Or, ils ne font "qu'élever les brèves de comptoir au rang de discipline scientifique".
Les sondages ne nous apprennent rien sur l'essentiel : le dispositif de jugement qui préside à la constitution des opinions publiques.
Les sondages décrivent la montagne mais sont muets sur sa formation ou les roches qui la constituent. Par contre les sondeurs sont diserts : nouveaux cartomanciens, ils interprètent "ce que les gens (leur) disent" et se font largement payer pour cela.
L'opinion publique est un jugement public. Ce jugement est finalisé : il se fonde sur une doxa prédéterminée qui permet aux citoyens, à travers leur image perçue du Président, par exemple, d'évaluer ce qu'il leur offre pour leur permettre de réaliser leur(s) projet(s) de vie.
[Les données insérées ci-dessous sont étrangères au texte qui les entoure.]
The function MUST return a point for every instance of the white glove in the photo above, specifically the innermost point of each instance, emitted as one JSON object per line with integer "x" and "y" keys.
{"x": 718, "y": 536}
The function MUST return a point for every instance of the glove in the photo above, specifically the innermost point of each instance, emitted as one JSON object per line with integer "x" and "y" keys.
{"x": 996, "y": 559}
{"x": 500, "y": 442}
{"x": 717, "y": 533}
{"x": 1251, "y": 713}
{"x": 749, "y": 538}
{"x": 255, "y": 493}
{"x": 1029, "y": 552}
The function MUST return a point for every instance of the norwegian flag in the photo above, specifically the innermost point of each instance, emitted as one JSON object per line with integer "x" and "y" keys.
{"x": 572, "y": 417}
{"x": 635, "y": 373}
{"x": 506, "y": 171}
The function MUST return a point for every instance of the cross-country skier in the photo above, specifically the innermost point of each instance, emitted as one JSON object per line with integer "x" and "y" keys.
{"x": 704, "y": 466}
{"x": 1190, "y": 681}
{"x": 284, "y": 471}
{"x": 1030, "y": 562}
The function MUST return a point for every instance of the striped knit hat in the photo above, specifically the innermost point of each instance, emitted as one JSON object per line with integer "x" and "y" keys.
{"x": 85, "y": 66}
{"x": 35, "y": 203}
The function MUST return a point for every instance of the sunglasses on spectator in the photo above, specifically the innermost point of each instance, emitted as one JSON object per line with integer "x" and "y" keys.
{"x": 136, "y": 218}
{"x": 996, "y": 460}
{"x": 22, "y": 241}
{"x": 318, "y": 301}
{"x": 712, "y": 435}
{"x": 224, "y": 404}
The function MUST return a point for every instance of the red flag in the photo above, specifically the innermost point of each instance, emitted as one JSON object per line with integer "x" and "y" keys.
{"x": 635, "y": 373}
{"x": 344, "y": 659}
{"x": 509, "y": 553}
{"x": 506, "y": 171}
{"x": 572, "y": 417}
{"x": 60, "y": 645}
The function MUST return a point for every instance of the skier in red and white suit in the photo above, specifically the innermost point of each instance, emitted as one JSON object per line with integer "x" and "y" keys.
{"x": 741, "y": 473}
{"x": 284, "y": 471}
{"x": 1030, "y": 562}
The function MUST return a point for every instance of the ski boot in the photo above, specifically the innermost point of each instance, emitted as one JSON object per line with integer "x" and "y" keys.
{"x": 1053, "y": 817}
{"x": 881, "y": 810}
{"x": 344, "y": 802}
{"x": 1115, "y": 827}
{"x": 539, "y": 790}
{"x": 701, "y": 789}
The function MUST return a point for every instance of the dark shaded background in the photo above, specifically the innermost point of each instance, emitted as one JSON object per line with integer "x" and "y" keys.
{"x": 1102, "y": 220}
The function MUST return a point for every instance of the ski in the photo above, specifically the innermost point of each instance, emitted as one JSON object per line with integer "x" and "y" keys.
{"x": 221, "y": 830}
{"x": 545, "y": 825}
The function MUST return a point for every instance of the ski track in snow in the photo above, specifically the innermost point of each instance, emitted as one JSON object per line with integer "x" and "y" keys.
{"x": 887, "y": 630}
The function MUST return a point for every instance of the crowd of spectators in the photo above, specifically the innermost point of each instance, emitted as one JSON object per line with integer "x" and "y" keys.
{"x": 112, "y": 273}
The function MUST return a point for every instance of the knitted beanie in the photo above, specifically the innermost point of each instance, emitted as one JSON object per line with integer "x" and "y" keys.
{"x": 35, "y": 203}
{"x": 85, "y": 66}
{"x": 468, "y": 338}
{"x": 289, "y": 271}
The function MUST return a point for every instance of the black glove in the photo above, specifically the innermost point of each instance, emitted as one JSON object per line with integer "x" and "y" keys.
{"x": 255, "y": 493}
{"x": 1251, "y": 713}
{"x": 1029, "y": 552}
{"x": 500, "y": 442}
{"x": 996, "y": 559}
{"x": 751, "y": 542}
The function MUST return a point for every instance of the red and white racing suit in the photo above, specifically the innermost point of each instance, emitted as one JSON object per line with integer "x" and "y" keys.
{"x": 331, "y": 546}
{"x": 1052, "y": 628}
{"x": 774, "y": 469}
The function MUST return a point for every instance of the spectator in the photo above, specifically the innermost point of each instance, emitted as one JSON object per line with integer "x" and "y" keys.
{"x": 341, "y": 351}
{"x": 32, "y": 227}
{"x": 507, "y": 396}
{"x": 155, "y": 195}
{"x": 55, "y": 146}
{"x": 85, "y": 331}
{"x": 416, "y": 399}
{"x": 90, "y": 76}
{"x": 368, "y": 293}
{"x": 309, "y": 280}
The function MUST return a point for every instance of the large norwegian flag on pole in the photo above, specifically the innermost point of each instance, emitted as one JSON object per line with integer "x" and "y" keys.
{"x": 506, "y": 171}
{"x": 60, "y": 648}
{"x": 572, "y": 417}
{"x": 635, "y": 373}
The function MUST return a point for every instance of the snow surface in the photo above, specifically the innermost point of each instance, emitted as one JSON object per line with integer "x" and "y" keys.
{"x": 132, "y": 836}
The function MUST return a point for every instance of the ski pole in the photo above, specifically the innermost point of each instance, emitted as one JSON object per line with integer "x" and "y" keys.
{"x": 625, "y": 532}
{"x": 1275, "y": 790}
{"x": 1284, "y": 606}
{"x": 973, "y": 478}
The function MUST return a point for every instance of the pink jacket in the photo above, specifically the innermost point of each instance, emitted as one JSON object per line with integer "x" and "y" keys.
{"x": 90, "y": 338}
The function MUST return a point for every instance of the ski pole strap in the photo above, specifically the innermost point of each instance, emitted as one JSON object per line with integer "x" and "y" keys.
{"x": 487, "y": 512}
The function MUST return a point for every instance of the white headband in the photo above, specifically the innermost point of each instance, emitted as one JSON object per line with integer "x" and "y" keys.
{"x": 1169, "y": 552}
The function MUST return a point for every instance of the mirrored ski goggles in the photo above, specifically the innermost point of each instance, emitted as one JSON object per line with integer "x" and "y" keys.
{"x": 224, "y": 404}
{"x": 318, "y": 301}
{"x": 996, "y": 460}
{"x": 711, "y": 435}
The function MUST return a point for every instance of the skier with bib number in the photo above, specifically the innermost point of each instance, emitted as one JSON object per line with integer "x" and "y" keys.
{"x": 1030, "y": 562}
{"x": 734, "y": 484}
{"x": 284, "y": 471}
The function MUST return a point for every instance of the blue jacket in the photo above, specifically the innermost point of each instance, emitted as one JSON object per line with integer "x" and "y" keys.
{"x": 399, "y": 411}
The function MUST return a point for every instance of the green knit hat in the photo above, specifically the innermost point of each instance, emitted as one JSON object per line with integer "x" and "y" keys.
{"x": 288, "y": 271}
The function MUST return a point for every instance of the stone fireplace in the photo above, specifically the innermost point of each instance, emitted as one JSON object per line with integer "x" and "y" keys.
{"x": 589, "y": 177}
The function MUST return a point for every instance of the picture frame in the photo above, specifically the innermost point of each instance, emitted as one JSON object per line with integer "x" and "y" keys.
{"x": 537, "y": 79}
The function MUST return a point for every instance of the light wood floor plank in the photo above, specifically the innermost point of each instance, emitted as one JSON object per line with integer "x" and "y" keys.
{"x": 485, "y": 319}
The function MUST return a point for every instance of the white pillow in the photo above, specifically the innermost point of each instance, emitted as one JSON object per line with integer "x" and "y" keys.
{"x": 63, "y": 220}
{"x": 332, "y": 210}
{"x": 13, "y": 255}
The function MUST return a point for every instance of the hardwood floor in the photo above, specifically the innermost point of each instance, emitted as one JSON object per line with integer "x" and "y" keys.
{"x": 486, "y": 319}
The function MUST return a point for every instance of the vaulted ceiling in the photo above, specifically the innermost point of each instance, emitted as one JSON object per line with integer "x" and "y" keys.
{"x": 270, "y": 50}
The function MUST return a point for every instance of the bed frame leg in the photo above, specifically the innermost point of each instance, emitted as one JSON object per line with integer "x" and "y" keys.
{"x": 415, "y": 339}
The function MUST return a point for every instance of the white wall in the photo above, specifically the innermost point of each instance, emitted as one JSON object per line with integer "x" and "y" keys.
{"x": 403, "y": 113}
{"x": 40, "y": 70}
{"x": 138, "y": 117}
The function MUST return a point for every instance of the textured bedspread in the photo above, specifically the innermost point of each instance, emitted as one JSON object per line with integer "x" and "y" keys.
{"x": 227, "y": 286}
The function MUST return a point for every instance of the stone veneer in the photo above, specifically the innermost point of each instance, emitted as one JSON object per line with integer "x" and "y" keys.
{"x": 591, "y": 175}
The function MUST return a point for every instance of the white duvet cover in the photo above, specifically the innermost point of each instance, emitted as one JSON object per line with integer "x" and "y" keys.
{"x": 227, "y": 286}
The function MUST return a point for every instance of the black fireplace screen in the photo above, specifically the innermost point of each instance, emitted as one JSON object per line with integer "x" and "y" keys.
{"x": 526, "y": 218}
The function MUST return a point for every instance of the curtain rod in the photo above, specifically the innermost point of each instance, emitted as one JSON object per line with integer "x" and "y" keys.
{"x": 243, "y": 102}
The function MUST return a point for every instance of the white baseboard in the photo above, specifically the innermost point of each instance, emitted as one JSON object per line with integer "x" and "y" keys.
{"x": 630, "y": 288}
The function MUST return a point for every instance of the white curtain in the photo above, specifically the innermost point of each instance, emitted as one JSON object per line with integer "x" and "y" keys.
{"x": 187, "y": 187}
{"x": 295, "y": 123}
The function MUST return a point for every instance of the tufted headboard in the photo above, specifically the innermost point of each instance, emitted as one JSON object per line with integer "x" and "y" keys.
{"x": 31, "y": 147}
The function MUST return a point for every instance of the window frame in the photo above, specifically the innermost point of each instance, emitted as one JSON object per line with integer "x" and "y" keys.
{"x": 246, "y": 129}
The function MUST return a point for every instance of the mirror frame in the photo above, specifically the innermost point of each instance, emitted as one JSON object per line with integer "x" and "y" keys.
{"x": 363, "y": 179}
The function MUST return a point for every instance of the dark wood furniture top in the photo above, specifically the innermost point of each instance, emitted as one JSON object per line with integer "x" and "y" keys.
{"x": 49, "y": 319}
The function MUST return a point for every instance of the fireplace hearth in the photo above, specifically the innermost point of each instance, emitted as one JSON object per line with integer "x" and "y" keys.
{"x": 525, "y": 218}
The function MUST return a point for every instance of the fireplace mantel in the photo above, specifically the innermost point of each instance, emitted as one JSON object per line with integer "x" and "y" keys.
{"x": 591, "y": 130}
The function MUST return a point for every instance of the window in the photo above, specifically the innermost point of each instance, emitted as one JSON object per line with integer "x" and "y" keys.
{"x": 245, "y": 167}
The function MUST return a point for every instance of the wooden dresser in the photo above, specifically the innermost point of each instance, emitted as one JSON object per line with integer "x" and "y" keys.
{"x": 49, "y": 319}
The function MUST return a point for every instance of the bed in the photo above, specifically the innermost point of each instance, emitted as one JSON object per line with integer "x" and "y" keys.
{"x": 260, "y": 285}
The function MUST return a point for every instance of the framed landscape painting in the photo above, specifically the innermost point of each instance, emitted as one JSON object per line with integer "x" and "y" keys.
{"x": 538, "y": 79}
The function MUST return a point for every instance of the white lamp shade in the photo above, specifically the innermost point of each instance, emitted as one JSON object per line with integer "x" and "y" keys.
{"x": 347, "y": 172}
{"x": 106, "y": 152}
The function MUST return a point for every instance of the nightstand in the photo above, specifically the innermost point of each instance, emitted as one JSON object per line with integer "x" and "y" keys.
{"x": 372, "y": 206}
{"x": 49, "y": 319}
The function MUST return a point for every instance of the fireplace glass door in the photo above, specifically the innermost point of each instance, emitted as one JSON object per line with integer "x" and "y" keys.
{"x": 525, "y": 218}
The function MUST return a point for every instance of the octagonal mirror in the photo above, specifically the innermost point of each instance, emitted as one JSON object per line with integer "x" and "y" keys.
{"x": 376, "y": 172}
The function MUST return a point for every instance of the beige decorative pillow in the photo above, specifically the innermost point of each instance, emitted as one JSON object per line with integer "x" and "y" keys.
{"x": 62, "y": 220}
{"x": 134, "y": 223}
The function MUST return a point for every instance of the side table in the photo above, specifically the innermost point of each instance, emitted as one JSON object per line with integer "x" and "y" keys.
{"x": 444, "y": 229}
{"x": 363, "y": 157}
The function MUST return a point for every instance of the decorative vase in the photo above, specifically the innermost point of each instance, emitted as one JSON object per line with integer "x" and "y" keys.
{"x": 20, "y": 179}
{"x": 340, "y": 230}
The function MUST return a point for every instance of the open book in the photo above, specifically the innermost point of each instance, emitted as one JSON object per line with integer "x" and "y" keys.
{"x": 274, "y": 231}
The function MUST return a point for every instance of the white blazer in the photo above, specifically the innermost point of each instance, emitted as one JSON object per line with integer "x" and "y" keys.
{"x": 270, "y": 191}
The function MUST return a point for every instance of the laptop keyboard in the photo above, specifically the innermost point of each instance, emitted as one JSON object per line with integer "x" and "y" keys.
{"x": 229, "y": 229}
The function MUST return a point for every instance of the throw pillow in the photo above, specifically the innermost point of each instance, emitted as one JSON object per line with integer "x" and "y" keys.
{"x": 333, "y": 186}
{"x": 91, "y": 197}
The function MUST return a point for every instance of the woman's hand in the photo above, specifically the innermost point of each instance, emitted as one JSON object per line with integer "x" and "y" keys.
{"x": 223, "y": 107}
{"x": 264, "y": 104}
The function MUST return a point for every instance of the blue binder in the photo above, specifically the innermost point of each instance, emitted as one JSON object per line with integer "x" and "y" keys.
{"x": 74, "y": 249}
Les sondages ne débouchent pas sur une modélisation des opinions publiques. Ils ne constituent pas ces "modèles réduits" dont parle Pierre Giacometti. Désolé Laurent Joffrin, mais c'est du marketing préhistorique ! Pour faire avancer nos connaissances, les instituts d'études devront adopter un modèle phénoménologique -telle que l'Analyse motifonctionnelle par ex.- et intégrer enfin, comme le disait Simone de Beauvoir que c'est "le désir qui crée le désirable, le projet qui pose la fin".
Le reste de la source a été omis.